LULA NO COMÍCIO REALIZADO NO VALE DO ANHANGABAÚ, NO ÚLTIMO SÁBADO, 20 DE AGOSTO DE 2022.
Desconfio do tal "Movimento pela Democracia" não por eu não ser democrata, mas por isso ser um artifício para Lula retomar o poder se aliando com seus opositores, inclusive os maiores responsáveis pelo golpe político de 2016.
Estou lendo A Privataria Tucana e fico constrangido ao ver que os antigos apóstolos do Estado Mínimo se aliando com Lula sob a desculpa da "democracia" e do "diálogo". E não vai ser para esses privatistas assistirem, sorridentes e passivos, ao petista fortalecer o Estado, mesmo que seja pelo argumento de "reaquecer a economia".
Não deu certo a encenação do comício que lançou oficialmente a chapa presidencial de Lula e Geraldo Alckmin e a campanha de Fernando Haddad para o Governo do Estado de São Paulo, prometendo sepultar o Tucanistão abraçado ao próprio tucanato. E tudo isso com a participação até de Aloísio Nunes, tucano de alto gabarito que atuou, com gosto, no governo de Michel Temer.

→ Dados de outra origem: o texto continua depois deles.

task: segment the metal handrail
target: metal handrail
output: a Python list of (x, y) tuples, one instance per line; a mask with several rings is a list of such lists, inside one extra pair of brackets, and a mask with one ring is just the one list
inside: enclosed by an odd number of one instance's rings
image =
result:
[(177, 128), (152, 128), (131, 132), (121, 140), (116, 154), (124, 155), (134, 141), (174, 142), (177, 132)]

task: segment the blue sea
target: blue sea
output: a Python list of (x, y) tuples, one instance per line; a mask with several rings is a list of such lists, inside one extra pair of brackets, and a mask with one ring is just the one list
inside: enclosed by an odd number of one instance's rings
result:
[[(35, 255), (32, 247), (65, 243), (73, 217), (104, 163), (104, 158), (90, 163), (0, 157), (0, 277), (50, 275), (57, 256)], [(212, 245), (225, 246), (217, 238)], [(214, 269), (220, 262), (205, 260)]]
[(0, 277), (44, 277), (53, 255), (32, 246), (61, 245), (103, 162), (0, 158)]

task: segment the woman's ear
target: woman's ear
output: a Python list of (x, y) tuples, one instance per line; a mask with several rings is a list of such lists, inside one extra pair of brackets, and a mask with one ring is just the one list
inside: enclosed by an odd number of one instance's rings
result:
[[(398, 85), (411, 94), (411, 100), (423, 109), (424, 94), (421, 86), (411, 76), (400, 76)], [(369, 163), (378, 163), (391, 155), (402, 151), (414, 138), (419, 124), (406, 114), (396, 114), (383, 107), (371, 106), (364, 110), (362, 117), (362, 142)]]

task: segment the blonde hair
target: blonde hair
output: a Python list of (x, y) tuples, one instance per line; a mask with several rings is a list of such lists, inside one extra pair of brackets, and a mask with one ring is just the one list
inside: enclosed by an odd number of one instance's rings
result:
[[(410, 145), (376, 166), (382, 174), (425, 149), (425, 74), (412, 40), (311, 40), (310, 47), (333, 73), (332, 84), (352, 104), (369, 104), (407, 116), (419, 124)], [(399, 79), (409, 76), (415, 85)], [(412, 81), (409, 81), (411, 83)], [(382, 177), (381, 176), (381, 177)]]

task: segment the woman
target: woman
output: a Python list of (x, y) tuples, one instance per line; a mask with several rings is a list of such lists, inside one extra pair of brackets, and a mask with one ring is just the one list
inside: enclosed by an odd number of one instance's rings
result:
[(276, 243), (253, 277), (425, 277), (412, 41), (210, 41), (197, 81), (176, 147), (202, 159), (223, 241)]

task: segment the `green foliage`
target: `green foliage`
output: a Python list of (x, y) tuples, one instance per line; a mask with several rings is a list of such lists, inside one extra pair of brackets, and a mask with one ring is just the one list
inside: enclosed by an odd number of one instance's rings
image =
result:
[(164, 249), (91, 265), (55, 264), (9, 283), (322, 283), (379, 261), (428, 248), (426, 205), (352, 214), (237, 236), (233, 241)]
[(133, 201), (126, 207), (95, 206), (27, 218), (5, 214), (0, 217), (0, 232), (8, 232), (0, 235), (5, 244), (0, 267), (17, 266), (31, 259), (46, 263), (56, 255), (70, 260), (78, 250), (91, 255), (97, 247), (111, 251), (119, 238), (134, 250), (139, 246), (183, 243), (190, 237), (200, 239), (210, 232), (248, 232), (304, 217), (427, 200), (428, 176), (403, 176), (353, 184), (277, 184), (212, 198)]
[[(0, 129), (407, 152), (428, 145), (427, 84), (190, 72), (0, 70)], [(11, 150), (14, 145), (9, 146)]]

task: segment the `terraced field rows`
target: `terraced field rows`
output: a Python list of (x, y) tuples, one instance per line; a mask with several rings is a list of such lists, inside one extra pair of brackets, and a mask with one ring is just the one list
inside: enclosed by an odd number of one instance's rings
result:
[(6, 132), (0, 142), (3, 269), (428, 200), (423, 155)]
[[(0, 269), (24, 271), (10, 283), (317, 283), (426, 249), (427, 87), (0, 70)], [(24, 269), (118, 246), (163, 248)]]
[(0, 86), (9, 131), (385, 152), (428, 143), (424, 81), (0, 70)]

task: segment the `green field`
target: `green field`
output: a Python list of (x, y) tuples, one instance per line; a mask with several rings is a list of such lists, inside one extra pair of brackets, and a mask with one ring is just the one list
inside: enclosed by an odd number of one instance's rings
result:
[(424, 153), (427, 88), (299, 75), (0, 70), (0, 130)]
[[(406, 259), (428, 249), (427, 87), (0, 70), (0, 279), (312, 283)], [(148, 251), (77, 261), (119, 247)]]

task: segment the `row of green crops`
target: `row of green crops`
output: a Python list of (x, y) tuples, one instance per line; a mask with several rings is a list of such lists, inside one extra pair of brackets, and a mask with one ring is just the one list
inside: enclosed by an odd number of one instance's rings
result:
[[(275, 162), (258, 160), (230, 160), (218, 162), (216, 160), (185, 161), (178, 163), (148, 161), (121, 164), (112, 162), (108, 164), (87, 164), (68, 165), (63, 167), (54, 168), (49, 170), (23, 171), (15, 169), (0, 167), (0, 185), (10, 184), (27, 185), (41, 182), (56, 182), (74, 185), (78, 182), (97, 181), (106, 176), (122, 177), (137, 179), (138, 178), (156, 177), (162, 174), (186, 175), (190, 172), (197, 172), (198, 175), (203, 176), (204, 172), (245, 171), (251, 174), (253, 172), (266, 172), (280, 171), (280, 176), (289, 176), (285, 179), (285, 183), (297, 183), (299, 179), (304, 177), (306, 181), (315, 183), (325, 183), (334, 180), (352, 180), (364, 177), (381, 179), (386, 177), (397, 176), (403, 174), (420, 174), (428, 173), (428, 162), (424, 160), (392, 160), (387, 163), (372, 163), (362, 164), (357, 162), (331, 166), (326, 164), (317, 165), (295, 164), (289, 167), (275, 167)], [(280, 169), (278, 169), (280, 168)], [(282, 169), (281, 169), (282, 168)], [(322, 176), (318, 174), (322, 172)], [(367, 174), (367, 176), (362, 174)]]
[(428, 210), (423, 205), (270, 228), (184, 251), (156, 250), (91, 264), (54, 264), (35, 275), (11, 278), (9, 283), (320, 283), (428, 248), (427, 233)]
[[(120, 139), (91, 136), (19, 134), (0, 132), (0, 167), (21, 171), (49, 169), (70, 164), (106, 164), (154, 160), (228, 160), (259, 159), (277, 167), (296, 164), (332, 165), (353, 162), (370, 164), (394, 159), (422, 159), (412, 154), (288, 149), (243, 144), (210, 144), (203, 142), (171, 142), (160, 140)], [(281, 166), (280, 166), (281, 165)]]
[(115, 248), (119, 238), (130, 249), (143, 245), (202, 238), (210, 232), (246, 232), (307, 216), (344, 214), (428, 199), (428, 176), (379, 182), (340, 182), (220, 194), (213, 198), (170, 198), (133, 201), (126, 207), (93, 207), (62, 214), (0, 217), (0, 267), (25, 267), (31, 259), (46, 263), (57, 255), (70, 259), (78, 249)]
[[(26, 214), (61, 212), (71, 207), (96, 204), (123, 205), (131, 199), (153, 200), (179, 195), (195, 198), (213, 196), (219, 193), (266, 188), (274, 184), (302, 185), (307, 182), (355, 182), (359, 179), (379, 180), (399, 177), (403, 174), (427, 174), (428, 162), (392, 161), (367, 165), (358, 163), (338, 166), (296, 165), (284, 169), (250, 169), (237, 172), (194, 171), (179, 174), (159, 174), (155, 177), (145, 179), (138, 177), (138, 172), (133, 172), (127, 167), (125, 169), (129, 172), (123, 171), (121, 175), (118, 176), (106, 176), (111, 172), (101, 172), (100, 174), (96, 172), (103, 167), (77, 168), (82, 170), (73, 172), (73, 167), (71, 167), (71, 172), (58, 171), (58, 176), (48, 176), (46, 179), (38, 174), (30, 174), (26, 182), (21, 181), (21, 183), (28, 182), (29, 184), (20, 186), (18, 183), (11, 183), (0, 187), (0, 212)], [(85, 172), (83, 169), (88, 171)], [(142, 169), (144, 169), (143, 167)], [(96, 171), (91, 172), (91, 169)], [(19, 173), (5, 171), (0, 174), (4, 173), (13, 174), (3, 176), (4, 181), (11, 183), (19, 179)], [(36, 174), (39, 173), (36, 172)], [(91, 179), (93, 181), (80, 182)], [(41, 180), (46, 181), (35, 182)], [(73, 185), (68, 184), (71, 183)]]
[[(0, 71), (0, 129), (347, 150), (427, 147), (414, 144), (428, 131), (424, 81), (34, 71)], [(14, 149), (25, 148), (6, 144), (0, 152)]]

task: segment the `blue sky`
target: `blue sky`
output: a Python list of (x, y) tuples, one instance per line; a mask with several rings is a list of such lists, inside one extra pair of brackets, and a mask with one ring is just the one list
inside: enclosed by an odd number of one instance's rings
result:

O comício soou como uma miniatura do Movimento Diretas Já no mesmo Vale do Anhangabaú - que agora conheço pessoalmente e posso visitar sempre que possível - , evento ocorrido em 1984. Isso porque não há contexto para um movimento dessa envergadura, mesmo levando-se em conta que o governo Jair Bolsonaro é realmente ameaçador.
Esse Movimento pela Democracia me cheira a algo midiático, a um evento produzido pelo empresariado que quer parecer bonzinho na sociedade. E se essa iniciativa já tem um sabor artificial de democracia, imagine o protagonismo artificial das esquerdas através de uma campanha de Lula cheia de erros e contradições?

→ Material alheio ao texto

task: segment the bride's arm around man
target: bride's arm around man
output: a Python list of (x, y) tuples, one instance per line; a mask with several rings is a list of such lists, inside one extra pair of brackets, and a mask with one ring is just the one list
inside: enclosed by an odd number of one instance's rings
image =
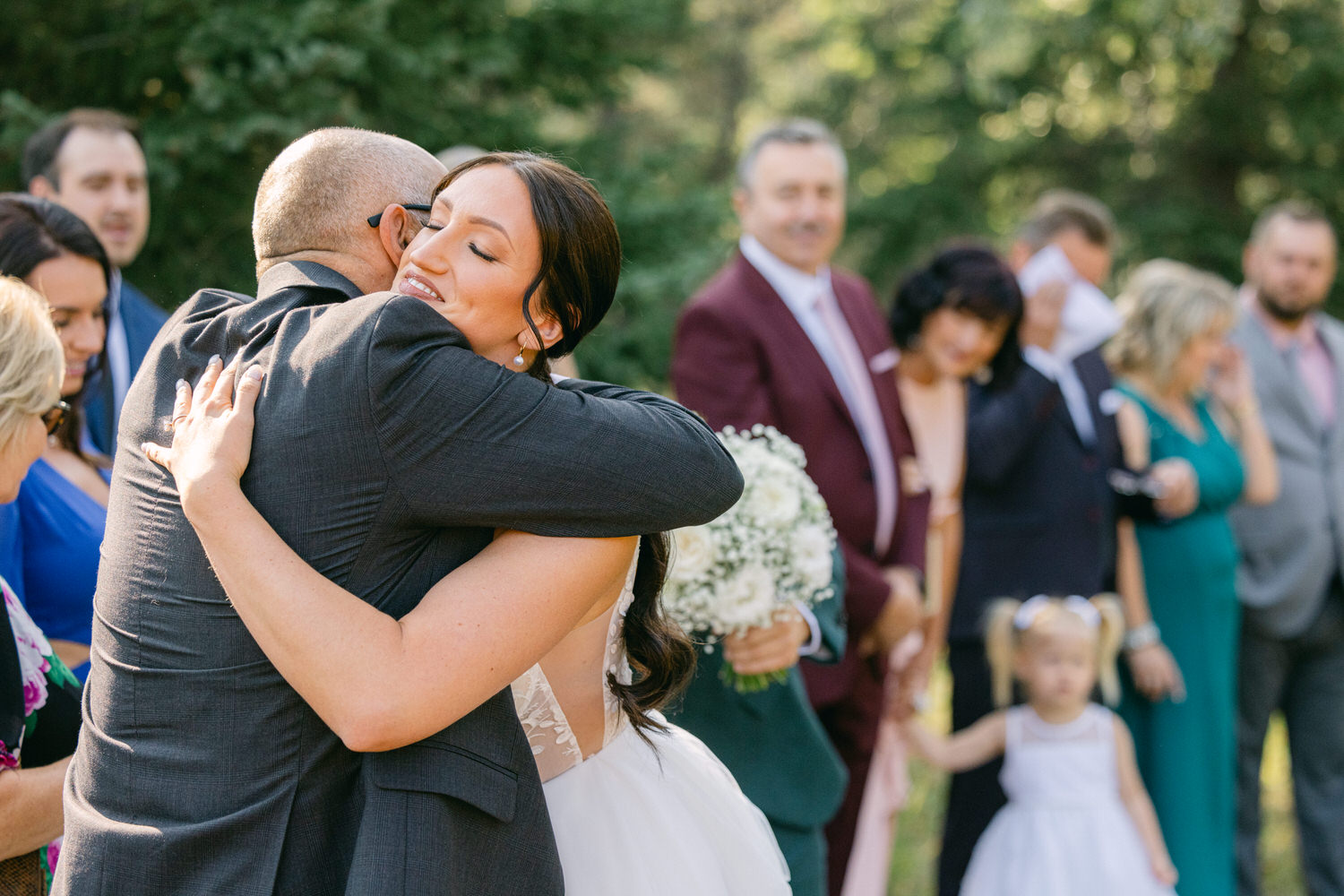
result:
[[(362, 766), (266, 660), (171, 477), (138, 447), (163, 439), (179, 376), (216, 355), (259, 364), (243, 492), (302, 560), (394, 618), (496, 528), (626, 536), (695, 524), (735, 501), (731, 458), (680, 406), (519, 375), (547, 340), (574, 336), (540, 314), (524, 320), (521, 293), (512, 351), (493, 360), (473, 349), (499, 334), (473, 334), (470, 314), (454, 326), (433, 296), (366, 296), (411, 263), (403, 255), (426, 215), (406, 206), (427, 203), (442, 175), (386, 134), (332, 129), (296, 141), (258, 191), (257, 297), (198, 293), (151, 348), (118, 435), (56, 892), (559, 892), (508, 695), (464, 705), (444, 731)], [(462, 255), (444, 270), (423, 262), (418, 277), (437, 278), (445, 305), (500, 270), (526, 273), (530, 296), (582, 305), (590, 296), (563, 287), (577, 277), (566, 267), (574, 253), (558, 246), (563, 219), (536, 195), (535, 244), (501, 232), (500, 214), (477, 215), (484, 223), (456, 243)], [(614, 267), (593, 255), (581, 271), (606, 305), (620, 247), (594, 247), (607, 258), (613, 249)], [(540, 267), (524, 270), (524, 255)], [(485, 279), (466, 289), (472, 277)], [(590, 328), (605, 310), (578, 316)], [(569, 572), (544, 560), (521, 564), (511, 587), (558, 587)], [(371, 813), (399, 821), (370, 825)]]

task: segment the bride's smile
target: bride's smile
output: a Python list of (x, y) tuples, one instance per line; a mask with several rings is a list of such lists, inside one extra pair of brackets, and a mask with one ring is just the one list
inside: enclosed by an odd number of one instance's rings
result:
[[(523, 296), (540, 265), (527, 185), (503, 165), (481, 165), (435, 197), (394, 282), (396, 292), (429, 302), (452, 321), (477, 355), (507, 365), (520, 345), (536, 348), (523, 317)], [(542, 300), (538, 290), (531, 304), (539, 325)]]

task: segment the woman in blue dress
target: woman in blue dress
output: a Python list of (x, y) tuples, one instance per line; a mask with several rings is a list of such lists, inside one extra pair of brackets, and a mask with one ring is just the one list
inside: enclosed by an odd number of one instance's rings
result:
[(1130, 595), (1125, 647), (1134, 653), (1165, 643), (1184, 680), (1184, 693), (1164, 696), (1134, 666), (1121, 715), (1180, 873), (1176, 892), (1226, 896), (1236, 891), (1241, 621), (1227, 509), (1236, 501), (1273, 501), (1278, 472), (1250, 368), (1226, 341), (1236, 320), (1232, 287), (1185, 265), (1153, 261), (1134, 271), (1117, 306), (1122, 324), (1107, 355), (1126, 399), (1117, 415), (1125, 461), (1141, 470), (1184, 458), (1199, 484), (1199, 504), (1188, 516), (1121, 529), (1121, 537), (1137, 539), (1144, 586), (1121, 586)]
[[(62, 351), (40, 296), (0, 278), (0, 504), (12, 502), (63, 407)], [(0, 576), (0, 891), (47, 892), (79, 685)]]
[(16, 513), (9, 513), (17, 525), (7, 525), (13, 532), (3, 537), (11, 549), (0, 556), (13, 553), (16, 541), (22, 567), (0, 572), (81, 682), (89, 672), (110, 462), (82, 445), (78, 408), (102, 359), (110, 273), (98, 238), (74, 214), (32, 196), (0, 196), (0, 274), (46, 297), (65, 351), (60, 396), (73, 408), (24, 478)]

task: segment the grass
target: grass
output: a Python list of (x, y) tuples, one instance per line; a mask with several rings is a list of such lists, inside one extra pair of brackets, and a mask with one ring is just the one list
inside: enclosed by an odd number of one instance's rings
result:
[[(941, 709), (929, 720), (948, 728), (949, 678), (939, 670), (930, 688), (930, 705)], [(1281, 719), (1270, 725), (1262, 768), (1263, 829), (1261, 833), (1261, 892), (1265, 896), (1305, 896), (1297, 861), (1297, 829), (1293, 822), (1293, 787), (1288, 737)], [(942, 809), (948, 776), (927, 763), (910, 763), (910, 799), (900, 814), (891, 856), (890, 896), (934, 896), (935, 866), (942, 833)]]

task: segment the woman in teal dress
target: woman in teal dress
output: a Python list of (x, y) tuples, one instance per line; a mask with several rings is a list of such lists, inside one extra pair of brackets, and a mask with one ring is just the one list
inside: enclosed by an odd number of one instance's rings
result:
[(1121, 537), (1137, 539), (1144, 583), (1129, 590), (1137, 596), (1126, 606), (1126, 650), (1165, 643), (1184, 686), (1157, 693), (1145, 686), (1141, 664), (1132, 662), (1121, 715), (1180, 873), (1177, 892), (1228, 896), (1236, 891), (1241, 611), (1227, 509), (1274, 500), (1278, 473), (1250, 369), (1226, 343), (1236, 318), (1232, 287), (1185, 265), (1154, 261), (1134, 271), (1117, 306), (1124, 322), (1107, 355), (1128, 399), (1118, 410), (1125, 459), (1144, 469), (1184, 458), (1199, 482), (1199, 504), (1188, 516), (1122, 529)]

O comício no Vale do Anhangabaú teve menos gente que o esperado. Aparentemente, foi por causa do frio, mas a verdade é que Lula não está empolgando como o desejado. Ele até fez por onde afastar boatos de que ele está doente - seu envelhecimento está acelerado - ou que ele tenha tido relações estremecidas com Dilma Rousseff e foi acusado de "escondê-la".
No primeiro caso, Lula teve que retomar o discurso de líder popular que o consagrou, com ataques enérgicos a Bolsonaro. Mas a grande mídia divulgou que o próprio PT, nos bastidores, se preocupa com a voz de Lula, que tem dificuldade de articular certas frases. No segundo caso, pintaram rumores de que Dilma ficou magoada em ver Lula se aliando com golpistas e escolhido Geraldo Alckmin como vice de chapa. Aparentemente, Lula e Dilma afastaram esses rumores, trocando elogios entusiasmados.
Alckmin, por sua vez, se manteve como um canastrão político. Em dado momento, mencionando a presença de Aloísio Nunes, o vice da chapa petista, Geraldo usou a "democracia" através de seus clichês discursivos:
"Estávamos há 40 anos do mesmo lado, do lado da democracia, do lado do povo. Hoje, quase 40 anos depois, voltamos aqui porque o Brasil precisa, a democracia está em risco, nós precisamos fortalecer o processo democrático".
Uma coisa chama a atenção. Por que não se fazem grandes manifestações em Brasília? É para evitar enfrentar os bolsonaristas? O movimento Fora Bolsonaro teve como local central São Paulo. O Movimento pela Democracia, idem. A crise do Rio de Janeiro já faz São Paulo, a capital econômica do Brasil, herdar da outra cidade o status de capital cultural. Já o medo de enfrentar bolsonaristas faz com que São Paulo tenha seu papel de capital sociopolítica.
Voltando a Lula, ele defendeu as religiões e disse que elas "não têm partido" e deveriam "cuidar das pessoas e não dos candidatos". Lula criou canais nas redes sociais para atrair apoio de evangélicos. Lula é religioso e no entanto surfa nas pautas do também religioso Jair Bolsonaro, que deve estar rindo da cara dos petistas que pegam carona no seu cardápio temático.
As esquerdas mostram um protagonismo artificial, num contexto em que o golpe de 2016 foi um fato recente, o que, em termos históricos, foi ainda há pouco. E Lula está cometendo muitos erros. E mais uma vez ele esperou que o evento no Anhangabaú fosse um gigantesco evento histórico, mas ele acabou sendo fraco, apenas com uma presença razoável de pessoas. É o preço de um Lula domesticado pela direita moderada, que, fora da bolha de esquerda, ainda continua sendo hostilizado por antipetistas.